Exit code 1: No staged changes to commit

2. Run Validation

~/.claude/skills/safe-commit/safe_commit.sh

The script will:

  • Auto-fix all fixable issues (formatting, auto-fixable lint errors)
  • Re-stage any files that were modified during auto-fixing
  • Run validators and show their full output
  • Check for safety concerns (local files, sensitive files)
  • Show commit size statistics

If you see MISSING_TOOLS: - Some validators are unavailable. Validation will be limited but script continues.
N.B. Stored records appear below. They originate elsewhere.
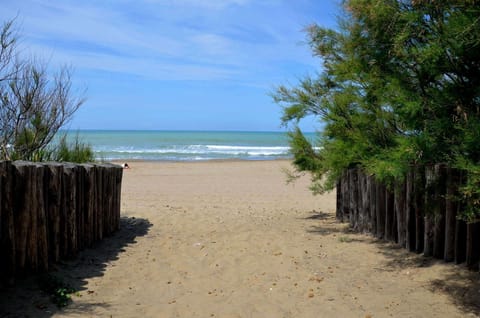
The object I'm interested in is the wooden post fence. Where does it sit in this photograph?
[336,164,480,270]
[0,161,123,283]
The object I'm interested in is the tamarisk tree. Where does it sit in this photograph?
[274,0,480,219]
[0,21,84,161]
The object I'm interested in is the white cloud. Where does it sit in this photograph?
[0,0,322,81]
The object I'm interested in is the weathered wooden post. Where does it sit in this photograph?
[423,166,435,256]
[31,164,49,271]
[466,221,480,271]
[368,175,377,236]
[385,187,396,242]
[433,164,447,259]
[348,168,358,229]
[62,164,78,257]
[375,182,387,239]
[405,166,417,252]
[335,177,343,222]
[394,182,407,247]
[0,161,16,284]
[45,163,64,262]
[342,170,351,222]
[443,168,460,262]
[413,166,425,253]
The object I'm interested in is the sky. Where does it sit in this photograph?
[0,0,339,131]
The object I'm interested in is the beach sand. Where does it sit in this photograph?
[0,161,480,317]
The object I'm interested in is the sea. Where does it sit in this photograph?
[62,130,316,162]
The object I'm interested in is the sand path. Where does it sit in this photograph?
[0,161,480,317]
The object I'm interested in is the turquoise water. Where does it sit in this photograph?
[60,130,316,161]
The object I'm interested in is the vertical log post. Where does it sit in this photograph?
[368,175,377,236]
[466,221,480,271]
[45,163,64,263]
[385,188,395,242]
[413,166,426,253]
[395,182,407,247]
[423,166,435,256]
[433,164,447,259]
[405,167,417,252]
[335,177,343,222]
[443,168,460,262]
[375,182,387,239]
[0,161,16,285]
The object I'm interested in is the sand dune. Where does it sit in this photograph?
[0,161,480,317]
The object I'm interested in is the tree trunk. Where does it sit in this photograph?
[0,161,16,285]
[405,167,417,252]
[443,168,460,262]
[395,182,407,247]
[466,222,480,271]
[375,182,387,239]
[413,167,426,253]
[385,189,395,242]
[433,164,447,259]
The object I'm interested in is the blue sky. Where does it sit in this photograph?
[0,0,338,131]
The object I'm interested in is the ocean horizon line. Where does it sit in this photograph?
[58,129,310,161]
[58,128,317,134]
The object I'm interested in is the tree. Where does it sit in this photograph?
[0,21,84,160]
[274,0,480,218]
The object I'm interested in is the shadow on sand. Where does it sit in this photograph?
[304,211,480,317]
[0,217,152,318]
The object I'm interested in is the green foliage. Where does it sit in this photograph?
[52,135,95,163]
[0,21,84,161]
[39,274,76,308]
[274,0,480,219]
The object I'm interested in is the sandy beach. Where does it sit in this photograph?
[0,161,480,317]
3. Review Output and Fix Issues

Read the validator output directly and fix any problems found:

Clean output - proceed with commit:

=== Validating: script.py ===
--- ruff check (via project env) ---
All checks passed!

--- mypy (via project env) ---
Success: no issues found in 1 source file

Errors found - fix them before committing:

=== Validating: script.py ===
--- ruff check ---
script.py:10:5: F821 Undefined name `foo`

--- mypy ---
script.py:10: error: Name 'foo' is not defined

→ Undefined variable on line 10 - edit the file to fix it, then re-run validation

Important:

  • Always fix errors - Don't proceed with broken code unless you have a very good reason
  • Explain any exceptions - If you skip an error, tell the user why
  • Use Edit tool to fix issues, then re-stage and re-run safe-commit

Special cases:

  • Local files detected → Hard block, must unstage them
  • Sensitive files detected → Ask user to confirm before committing
  • Auto-fixed files → Review git diff --cached to see what changed

4. Generate Commit Message

  • Use conventional format (feat:, fix:, refactor:, docs:, test:)
  • Focus on WHY, not just WHAT
  • Check recent style: git log -5 --oneline
  • Ask user for confirmation

5. Execute Commit

git commit -m "your message here"

What the Script Does

The script uses language-specific tools for formatting, linting, and validation:

Python:

  • Auto-fix: ruff format (formatter) + ruff check --fix (linter with auto-fix)
  • Validate: ruff check (linter) + mypy (type checker)

Shell:

  • Auto-fix: shfmt -w (formatter)
  • Validate: shellcheck (linter)

Markdown:

  • Auto-fix: markdownlint --fix + prettier --write or mdformat (formatters)
  • Validate: markdownlint (linter)

Auto-fixes (re-stages automatically):

  • All fixable issues are automatically corrected and re-staged
  • Modified files are automatically added back to the staging area

Hard blocks (exits with error):

  • Local files (.local.)
  • No staged changes
  • Not in a git repository

Shows in output (you interpret):

  • Linting errors (ruff, shellcheck, markdownlint)
  • Type errors (mypy)
  • All other validation results
  • Line-length warnings are informational - don't block on MD013 in markdown

Warns (doesn't block):

  • Sensitive files (.env, credentials, .pem)
  • Large commits (>300 lines)

Splitting Commits

If changes are unrelated, stage them separately:

# First commit
git add <first-group-of-files>
~/.claude/skills/safe-commit/safe_commit.sh
git commit -m "first commit"

# Second commit
git add <second-group-of-files>
~/.claude/skills/safe-commit/safe_commit.sh
git commit -m "second commit"

To unstage files already staged:

git restore --staged <unwanted-files>

Important

  • Fix errors before committing - Don't proceed with broken code
  • Review validator output - You interpret what tools report, but act on errors
  • Never commit .local. files* - Hard blocked by script
  • Always read the diff - Understand what's changing
  • Check auto-fixes - Review what was automatically fixed
  • Think about coherence - Should changes be in separate commits?

Troubleshooting

If the script itself seems broken or needs improvement, see TESTING.md for how to test and validate changes to the safe-commit skill.